Google officially shuts down Privacy Sandbox

After years of delays and scaled-back ambitions, Google officially killed its Privacy Sandbox, the once-flagship initiative aimed at replacing third-party cookies with privacy-preserving ad technologies.
Driving the news. In a blog post Friday, Anthony Chavez, VP of Privacy Sandbox, confirmed that Google is retiring 10 remaining Sandbox APIs, including Attribution Reporting, Topics, and Protected Audience for both Chrome and Android. The move comes over a year after Google abandoned plans to phase out third-party cookies in Chrome altogether.

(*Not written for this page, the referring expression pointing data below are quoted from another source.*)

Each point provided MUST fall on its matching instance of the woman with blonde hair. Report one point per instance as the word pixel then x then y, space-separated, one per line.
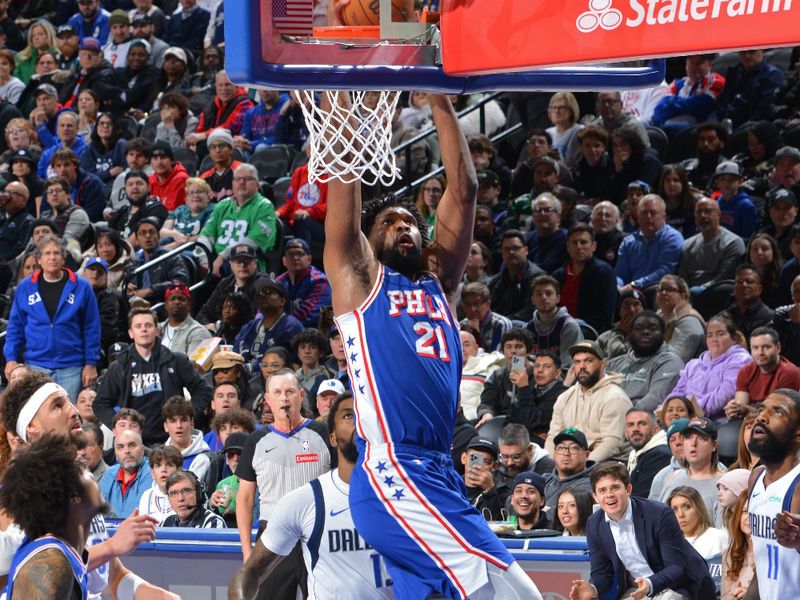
pixel 738 561
pixel 41 38
pixel 428 198
pixel 564 113
pixel 695 522
pixel 686 328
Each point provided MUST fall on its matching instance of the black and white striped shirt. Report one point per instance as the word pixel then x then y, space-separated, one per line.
pixel 281 462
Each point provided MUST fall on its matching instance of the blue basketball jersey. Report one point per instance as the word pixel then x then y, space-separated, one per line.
pixel 30 549
pixel 404 359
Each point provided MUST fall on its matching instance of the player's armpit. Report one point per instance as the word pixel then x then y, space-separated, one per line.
pixel 246 581
pixel 47 576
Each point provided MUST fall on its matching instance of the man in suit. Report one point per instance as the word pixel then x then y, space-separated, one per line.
pixel 637 548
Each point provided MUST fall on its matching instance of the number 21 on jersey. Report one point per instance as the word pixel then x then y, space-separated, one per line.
pixel 431 342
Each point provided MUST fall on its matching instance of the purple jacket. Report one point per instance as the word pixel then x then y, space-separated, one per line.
pixel 712 381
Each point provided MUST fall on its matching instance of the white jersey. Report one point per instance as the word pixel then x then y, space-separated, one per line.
pixel 340 564
pixel 778 567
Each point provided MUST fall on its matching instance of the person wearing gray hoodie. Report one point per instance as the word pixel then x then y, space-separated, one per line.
pixel 650 369
pixel 552 327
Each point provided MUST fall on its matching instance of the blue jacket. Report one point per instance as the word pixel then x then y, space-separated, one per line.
pixel 280 334
pixel 72 339
pixel 47 155
pixel 123 506
pixel 307 295
pixel 739 215
pixel 100 27
pixel 644 262
pixel 675 563
pixel 188 33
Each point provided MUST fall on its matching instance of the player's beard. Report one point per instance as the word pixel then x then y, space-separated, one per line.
pixel 409 265
pixel 349 451
pixel 771 449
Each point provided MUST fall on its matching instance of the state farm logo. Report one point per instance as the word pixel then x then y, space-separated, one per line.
pixel 600 14
pixel 666 12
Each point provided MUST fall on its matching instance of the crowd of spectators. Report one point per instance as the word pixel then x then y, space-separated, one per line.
pixel 632 290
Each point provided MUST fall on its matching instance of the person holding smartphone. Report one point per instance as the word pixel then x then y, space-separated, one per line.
pixel 480 463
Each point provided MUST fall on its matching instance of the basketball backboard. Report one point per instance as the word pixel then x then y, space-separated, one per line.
pixel 268 44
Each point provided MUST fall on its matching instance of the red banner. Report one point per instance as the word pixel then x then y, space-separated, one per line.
pixel 490 36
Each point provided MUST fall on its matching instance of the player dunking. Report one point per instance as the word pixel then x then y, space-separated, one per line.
pixel 774 494
pixel 390 294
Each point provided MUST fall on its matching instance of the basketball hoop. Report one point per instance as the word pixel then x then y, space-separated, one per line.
pixel 353 140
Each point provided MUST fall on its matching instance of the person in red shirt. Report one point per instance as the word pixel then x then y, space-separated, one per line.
pixel 587 284
pixel 768 372
pixel 303 213
pixel 227 111
pixel 168 181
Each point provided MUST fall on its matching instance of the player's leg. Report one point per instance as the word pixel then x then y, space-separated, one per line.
pixel 511 584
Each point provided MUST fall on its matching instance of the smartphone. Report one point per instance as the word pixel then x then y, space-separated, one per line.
pixel 518 363
pixel 475 460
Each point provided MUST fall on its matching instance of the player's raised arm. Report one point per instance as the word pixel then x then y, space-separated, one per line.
pixel 455 214
pixel 349 261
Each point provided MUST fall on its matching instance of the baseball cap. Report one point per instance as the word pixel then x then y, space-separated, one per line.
pixel 296 243
pixel 96 261
pixel 530 478
pixel 546 160
pixel 788 152
pixel 141 18
pixel 266 283
pixel 46 88
pixel 243 251
pixel 782 194
pixel 177 288
pixel 480 443
pixel 235 441
pixel 677 427
pixel 24 155
pixel 571 433
pixel 178 53
pixel 225 359
pixel 701 425
pixel 487 177
pixel 220 135
pixel 727 167
pixel 162 148
pixel 640 184
pixel 67 28
pixel 330 385
pixel 587 346
pixel 90 43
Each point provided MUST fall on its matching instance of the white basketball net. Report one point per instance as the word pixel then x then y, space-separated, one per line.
pixel 353 140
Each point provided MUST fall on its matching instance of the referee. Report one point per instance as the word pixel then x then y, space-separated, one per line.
pixel 276 460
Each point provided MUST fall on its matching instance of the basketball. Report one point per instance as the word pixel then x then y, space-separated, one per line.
pixel 367 12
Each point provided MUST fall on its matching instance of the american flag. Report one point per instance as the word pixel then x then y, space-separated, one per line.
pixel 292 17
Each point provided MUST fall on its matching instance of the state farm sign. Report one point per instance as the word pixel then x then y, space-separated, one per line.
pixel 486 36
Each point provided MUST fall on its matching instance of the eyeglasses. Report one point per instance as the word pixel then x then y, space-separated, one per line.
pixel 512 457
pixel 571 449
pixel 180 492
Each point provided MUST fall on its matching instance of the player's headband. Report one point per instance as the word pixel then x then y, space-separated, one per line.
pixel 33 405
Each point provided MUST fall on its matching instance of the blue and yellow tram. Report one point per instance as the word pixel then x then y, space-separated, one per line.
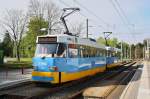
pixel 62 58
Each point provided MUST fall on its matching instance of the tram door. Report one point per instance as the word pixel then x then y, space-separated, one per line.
pixel 72 58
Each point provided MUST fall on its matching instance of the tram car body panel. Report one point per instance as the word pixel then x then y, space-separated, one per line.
pixel 113 57
pixel 63 58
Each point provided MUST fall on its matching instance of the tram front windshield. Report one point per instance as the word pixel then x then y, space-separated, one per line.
pixel 50 50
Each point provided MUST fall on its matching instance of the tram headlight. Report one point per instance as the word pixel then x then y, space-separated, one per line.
pixel 53 68
pixel 35 67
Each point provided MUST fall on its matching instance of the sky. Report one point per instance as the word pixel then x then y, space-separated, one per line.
pixel 128 20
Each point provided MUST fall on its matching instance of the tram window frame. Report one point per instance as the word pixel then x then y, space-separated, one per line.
pixel 73 51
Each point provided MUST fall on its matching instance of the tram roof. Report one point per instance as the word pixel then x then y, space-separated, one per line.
pixel 112 49
pixel 64 38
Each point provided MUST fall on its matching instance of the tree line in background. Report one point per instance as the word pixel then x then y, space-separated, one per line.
pixel 21 30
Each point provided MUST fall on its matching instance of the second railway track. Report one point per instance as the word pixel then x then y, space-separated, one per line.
pixel 66 91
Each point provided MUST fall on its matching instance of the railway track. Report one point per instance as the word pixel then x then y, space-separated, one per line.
pixel 66 91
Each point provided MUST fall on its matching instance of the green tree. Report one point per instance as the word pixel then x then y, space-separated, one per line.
pixel 28 43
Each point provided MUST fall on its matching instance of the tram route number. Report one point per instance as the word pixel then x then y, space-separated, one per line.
pixel 47 39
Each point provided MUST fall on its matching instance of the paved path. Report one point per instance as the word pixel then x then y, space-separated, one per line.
pixel 144 88
pixel 139 87
pixel 14 75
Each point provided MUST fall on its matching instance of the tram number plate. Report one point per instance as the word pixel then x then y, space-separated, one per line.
pixel 47 39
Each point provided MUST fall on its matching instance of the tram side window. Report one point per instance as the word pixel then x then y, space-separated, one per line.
pixel 73 51
pixel 61 50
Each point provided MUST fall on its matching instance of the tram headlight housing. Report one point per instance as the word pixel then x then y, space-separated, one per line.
pixel 35 67
pixel 53 68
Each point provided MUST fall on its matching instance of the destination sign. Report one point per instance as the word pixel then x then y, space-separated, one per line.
pixel 47 39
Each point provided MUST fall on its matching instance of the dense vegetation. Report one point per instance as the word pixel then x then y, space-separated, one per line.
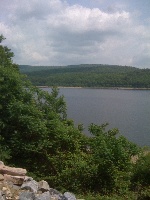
pixel 88 76
pixel 36 134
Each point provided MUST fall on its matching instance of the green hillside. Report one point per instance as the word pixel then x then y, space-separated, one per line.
pixel 88 76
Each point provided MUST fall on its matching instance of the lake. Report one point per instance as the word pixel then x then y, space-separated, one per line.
pixel 127 110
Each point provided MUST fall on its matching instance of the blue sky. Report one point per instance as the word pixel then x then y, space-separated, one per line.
pixel 63 32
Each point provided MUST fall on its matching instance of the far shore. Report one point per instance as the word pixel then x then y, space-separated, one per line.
pixel 111 88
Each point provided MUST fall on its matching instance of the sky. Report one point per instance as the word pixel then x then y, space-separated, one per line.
pixel 66 32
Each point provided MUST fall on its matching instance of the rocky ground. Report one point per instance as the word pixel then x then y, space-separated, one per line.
pixel 15 185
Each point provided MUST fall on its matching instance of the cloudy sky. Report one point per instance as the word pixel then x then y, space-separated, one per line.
pixel 63 32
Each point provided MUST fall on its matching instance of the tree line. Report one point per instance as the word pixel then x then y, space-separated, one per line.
pixel 88 76
pixel 36 134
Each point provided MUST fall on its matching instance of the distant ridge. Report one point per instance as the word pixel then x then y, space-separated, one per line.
pixel 88 75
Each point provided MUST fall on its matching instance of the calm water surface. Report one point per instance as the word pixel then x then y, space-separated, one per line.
pixel 127 110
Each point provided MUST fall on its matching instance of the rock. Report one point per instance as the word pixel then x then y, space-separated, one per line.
pixel 12 171
pixel 44 196
pixel 2 196
pixel 1 177
pixel 69 196
pixel 1 163
pixel 27 196
pixel 57 194
pixel 30 185
pixel 7 192
pixel 43 186
pixel 17 180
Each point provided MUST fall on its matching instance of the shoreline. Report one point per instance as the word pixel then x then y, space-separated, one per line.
pixel 111 88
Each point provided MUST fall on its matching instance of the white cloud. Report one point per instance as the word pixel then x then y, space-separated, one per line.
pixel 51 32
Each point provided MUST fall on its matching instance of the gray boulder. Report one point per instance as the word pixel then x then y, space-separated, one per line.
pixel 27 196
pixel 69 196
pixel 43 186
pixel 57 194
pixel 31 185
pixel 43 196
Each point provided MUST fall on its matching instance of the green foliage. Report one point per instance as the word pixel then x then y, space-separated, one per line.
pixel 111 155
pixel 35 134
pixel 141 175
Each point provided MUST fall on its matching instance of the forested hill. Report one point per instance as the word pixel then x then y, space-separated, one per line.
pixel 87 75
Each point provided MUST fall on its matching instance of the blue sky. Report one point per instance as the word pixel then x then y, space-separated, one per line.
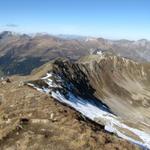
pixel 114 19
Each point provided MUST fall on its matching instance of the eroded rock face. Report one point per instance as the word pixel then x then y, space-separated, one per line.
pixel 114 89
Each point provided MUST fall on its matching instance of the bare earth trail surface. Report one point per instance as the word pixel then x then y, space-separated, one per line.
pixel 31 120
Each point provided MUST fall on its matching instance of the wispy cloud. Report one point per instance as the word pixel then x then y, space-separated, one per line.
pixel 11 25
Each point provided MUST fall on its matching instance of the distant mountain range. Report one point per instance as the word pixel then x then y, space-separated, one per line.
pixel 21 53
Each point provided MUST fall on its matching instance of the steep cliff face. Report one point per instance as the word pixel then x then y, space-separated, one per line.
pixel 110 90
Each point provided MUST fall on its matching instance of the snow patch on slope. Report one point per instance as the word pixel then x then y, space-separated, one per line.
pixel 88 108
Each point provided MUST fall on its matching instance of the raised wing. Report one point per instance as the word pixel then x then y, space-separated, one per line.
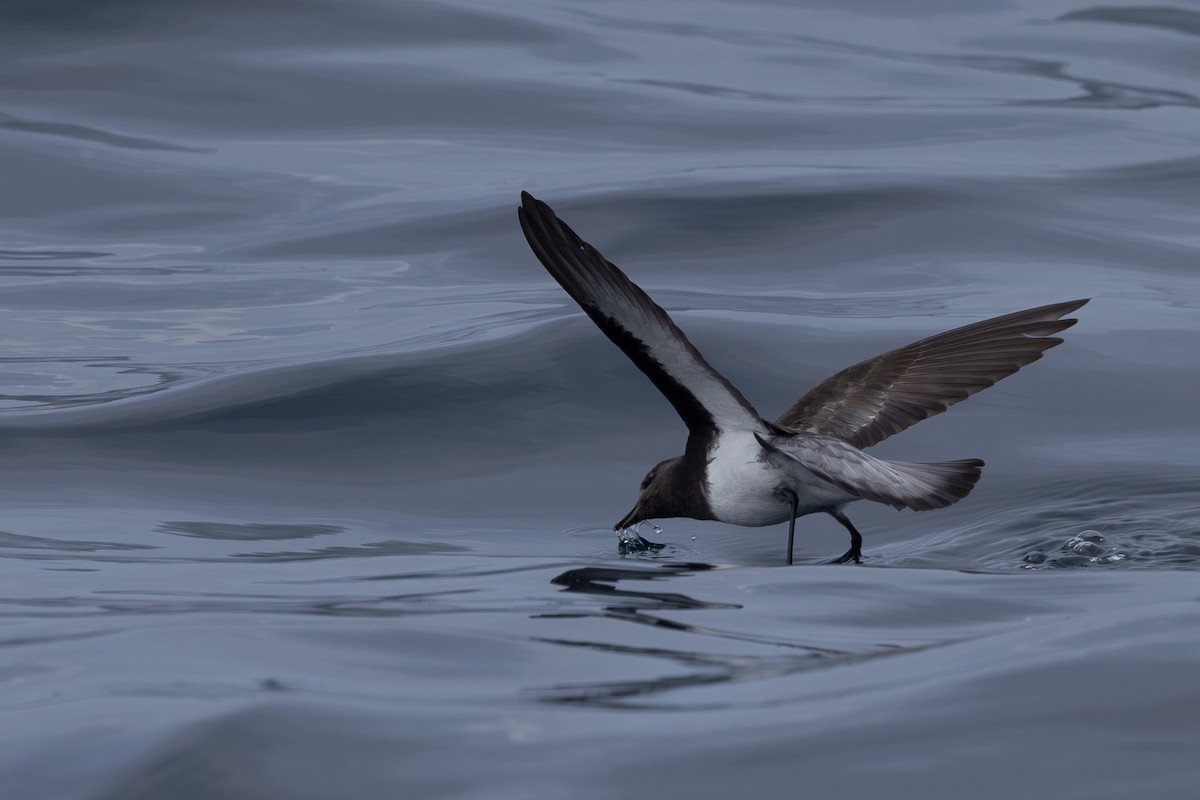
pixel 867 403
pixel 640 328
pixel 901 485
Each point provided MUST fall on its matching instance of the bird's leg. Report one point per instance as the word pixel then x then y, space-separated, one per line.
pixel 856 540
pixel 791 523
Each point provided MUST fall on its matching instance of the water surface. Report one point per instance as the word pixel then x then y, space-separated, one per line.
pixel 309 467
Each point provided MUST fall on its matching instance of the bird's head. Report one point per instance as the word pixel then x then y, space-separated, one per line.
pixel 659 495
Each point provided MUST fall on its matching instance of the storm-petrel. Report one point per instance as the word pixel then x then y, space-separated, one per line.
pixel 742 469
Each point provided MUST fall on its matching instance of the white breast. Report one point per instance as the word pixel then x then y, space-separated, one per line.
pixel 743 483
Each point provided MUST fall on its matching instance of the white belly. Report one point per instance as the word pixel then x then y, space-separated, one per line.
pixel 744 487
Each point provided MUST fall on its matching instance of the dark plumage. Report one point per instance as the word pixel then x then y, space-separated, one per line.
pixel 742 469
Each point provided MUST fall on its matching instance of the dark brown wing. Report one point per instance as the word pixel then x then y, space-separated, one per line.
pixel 636 324
pixel 867 403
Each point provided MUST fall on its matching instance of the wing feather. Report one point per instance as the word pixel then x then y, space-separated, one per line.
pixel 876 398
pixel 635 324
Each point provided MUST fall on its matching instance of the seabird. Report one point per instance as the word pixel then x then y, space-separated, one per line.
pixel 737 467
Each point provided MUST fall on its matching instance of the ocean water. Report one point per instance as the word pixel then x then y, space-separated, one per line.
pixel 309 469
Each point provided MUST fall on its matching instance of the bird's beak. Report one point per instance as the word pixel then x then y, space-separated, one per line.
pixel 630 518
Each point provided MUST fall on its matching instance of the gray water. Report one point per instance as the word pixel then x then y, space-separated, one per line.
pixel 309 468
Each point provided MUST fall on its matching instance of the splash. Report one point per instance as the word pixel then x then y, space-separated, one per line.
pixel 630 540
pixel 1089 548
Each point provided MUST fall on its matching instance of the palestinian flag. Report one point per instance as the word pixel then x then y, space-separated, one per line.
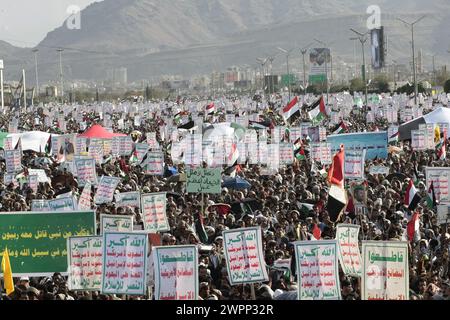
pixel 431 197
pixel 413 228
pixel 299 150
pixel 177 118
pixel 234 154
pixel 317 233
pixel 239 131
pixel 394 138
pixel 211 108
pixel 412 197
pixel 291 109
pixel 437 135
pixel 336 172
pixel 232 170
pixel 442 152
pixel 341 128
pixel 337 200
pixel 318 112
pixel 48 145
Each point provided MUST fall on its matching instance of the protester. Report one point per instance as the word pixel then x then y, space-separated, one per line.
pixel 289 206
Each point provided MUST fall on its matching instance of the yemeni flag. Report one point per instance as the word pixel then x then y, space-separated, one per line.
pixel 431 197
pixel 134 155
pixel 48 145
pixel 187 126
pixel 211 108
pixel 317 233
pixel 412 197
pixel 442 152
pixel 336 173
pixel 292 110
pixel 200 229
pixel 413 227
pixel 18 144
pixel 318 112
pixel 394 138
pixel 341 128
pixel 337 201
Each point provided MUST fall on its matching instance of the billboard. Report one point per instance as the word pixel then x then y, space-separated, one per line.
pixel 320 61
pixel 377 48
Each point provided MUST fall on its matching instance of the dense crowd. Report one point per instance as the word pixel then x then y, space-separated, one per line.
pixel 272 202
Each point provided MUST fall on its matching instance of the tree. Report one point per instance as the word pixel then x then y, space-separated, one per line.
pixel 447 86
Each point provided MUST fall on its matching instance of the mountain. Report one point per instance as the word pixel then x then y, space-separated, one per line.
pixel 154 37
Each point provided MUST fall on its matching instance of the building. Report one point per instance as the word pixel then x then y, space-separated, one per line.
pixel 117 76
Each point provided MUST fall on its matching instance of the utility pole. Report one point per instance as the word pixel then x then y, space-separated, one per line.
pixel 363 39
pixel 1 86
pixel 303 51
pixel 327 47
pixel 61 79
pixel 35 51
pixel 287 67
pixel 411 25
pixel 24 90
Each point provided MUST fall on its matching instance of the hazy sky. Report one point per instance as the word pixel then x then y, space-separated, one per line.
pixel 25 23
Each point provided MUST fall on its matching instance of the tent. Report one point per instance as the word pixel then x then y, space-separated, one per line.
pixel 98 132
pixel 440 115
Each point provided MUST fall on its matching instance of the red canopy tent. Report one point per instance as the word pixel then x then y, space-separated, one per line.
pixel 98 132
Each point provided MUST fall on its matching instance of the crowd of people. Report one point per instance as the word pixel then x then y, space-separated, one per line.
pixel 272 202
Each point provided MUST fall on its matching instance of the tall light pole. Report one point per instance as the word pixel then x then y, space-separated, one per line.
pixel 362 37
pixel 411 25
pixel 287 66
pixel 35 51
pixel 327 47
pixel 262 62
pixel 303 51
pixel 1 86
pixel 61 79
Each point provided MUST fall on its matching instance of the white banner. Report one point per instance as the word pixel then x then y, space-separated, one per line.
pixel 176 276
pixel 125 263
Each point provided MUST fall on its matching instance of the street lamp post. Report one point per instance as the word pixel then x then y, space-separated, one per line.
pixel 326 66
pixel 303 51
pixel 363 39
pixel 61 74
pixel 411 25
pixel 35 51
pixel 1 86
pixel 287 66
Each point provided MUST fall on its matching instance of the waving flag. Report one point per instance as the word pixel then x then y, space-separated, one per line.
pixel 336 173
pixel 291 109
pixel 211 108
pixel 7 273
pixel 431 197
pixel 412 197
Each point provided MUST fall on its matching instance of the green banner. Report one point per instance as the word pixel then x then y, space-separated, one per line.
pixel 37 241
pixel 202 180
pixel 317 79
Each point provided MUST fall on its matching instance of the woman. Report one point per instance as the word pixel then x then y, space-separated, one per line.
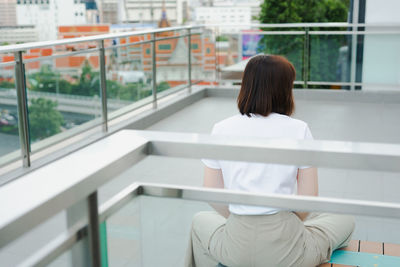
pixel 263 236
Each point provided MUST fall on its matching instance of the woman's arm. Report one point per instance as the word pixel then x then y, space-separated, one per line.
pixel 307 185
pixel 213 179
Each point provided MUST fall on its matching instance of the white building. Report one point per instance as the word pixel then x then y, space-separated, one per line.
pixel 143 11
pixel 47 15
pixel 255 6
pixel 18 34
pixel 381 59
pixel 224 15
pixel 8 15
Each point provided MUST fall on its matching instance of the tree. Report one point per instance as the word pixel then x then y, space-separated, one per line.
pixel 324 49
pixel 89 82
pixel 44 119
pixel 48 81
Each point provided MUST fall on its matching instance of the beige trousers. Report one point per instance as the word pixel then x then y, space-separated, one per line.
pixel 280 239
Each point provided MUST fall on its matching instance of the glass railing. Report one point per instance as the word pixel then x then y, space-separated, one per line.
pixel 322 53
pixel 52 91
pixel 130 226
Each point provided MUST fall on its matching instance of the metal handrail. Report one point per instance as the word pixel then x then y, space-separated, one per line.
pixel 32 45
pixel 189 30
pixel 95 38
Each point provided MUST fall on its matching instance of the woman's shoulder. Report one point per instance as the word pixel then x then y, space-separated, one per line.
pixel 232 120
pixel 291 120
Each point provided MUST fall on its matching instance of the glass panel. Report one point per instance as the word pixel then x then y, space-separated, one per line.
pixel 172 62
pixel 25 247
pixel 63 94
pixel 163 229
pixel 9 136
pixel 76 256
pixel 129 74
pixel 290 46
pixel 229 55
pixel 380 66
pixel 124 236
pixel 203 57
pixel 330 57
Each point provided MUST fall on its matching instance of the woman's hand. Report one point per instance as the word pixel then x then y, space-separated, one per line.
pixel 213 179
pixel 307 185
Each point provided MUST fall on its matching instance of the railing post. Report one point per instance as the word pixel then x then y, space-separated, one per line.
pixel 23 127
pixel 93 227
pixel 306 57
pixel 103 86
pixel 353 63
pixel 154 68
pixel 216 52
pixel 190 60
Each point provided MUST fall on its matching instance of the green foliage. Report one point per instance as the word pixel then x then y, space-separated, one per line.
pixel 48 81
pixel 44 119
pixel 162 86
pixel 324 50
pixel 6 84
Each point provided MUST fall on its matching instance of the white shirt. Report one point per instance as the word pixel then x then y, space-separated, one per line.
pixel 259 177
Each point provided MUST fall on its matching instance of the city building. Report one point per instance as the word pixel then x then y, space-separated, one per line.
pixel 123 187
pixel 172 56
pixel 224 15
pixel 18 34
pixel 109 11
pixel 254 5
pixel 8 16
pixel 139 11
pixel 47 15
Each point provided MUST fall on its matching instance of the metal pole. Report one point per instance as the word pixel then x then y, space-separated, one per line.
pixel 23 126
pixel 190 60
pixel 306 59
pixel 353 65
pixel 103 86
pixel 94 234
pixel 217 77
pixel 154 68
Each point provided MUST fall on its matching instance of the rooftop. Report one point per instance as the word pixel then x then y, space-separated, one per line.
pixel 107 163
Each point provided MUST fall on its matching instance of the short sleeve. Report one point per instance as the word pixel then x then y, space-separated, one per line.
pixel 212 163
pixel 307 136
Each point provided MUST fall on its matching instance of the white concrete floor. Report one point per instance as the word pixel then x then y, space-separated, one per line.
pixel 162 232
pixel 154 232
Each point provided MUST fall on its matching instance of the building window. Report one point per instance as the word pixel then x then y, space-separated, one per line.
pixel 164 47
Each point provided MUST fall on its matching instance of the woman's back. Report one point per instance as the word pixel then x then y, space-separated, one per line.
pixel 259 177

Why we care. The Privacy Sandbox was Google’s answer to growing privacy regulation and industry backlash against cross-site tracking — but its complexity, limited adoption, and regulatory scrutiny stalled momentum. At last, Google is no longer forcing a shift away from third-party cookies, preserving the familiar targeting and measurement tools that power much of digital advertising.
While this offers short-term stability and fewer disruptions to campaign performance, it also signals that true privacy-safe ad solutions are still unresolved, leaving the industry without a clear path forward as regulators and browsers continue tightening data rules. In short — advertisers get breathing room today, but more uncertainty tomorrow.
The details. Google will phase out:
- Attribution Reporting API (Chrome and Android)
- Topics API (Chrome and Android)
- Protected Audience API (Chrome and Android)
- IP Protection, On-Device Personalization, and others
What stays.
- CHIPS (Cookies Having Independent Partitioned State) – isolates cookie data to prevent cross-site tracking.
- FedCM (Federated Credential Management) – enables privacy-friendly sign-ins.
- Private State Tokens – helps verify legitimate traffic without tracking users.
Between the lines. Google’s retreat follows years of industry skepticism. Many advertisers and publishers viewed Sandbox tools as confusing, limited, and unlikely to preserve ad performance at scale. By contrast, maintaining cookies while adding optional privacy controls keeps Chrome aligned with user choice — and ad revenue stability.
What they’re saying. “We’ll continue our work to improve privacy across Chrome, Android and the web, but moving away from the Privacy Sandbox branding,” a Google spokesperson told Adweek.
The bottom line. After five years, countless tests, and intense debate, Google’s grand privacy experiment is over — and the web’s future looks a lot more like its past.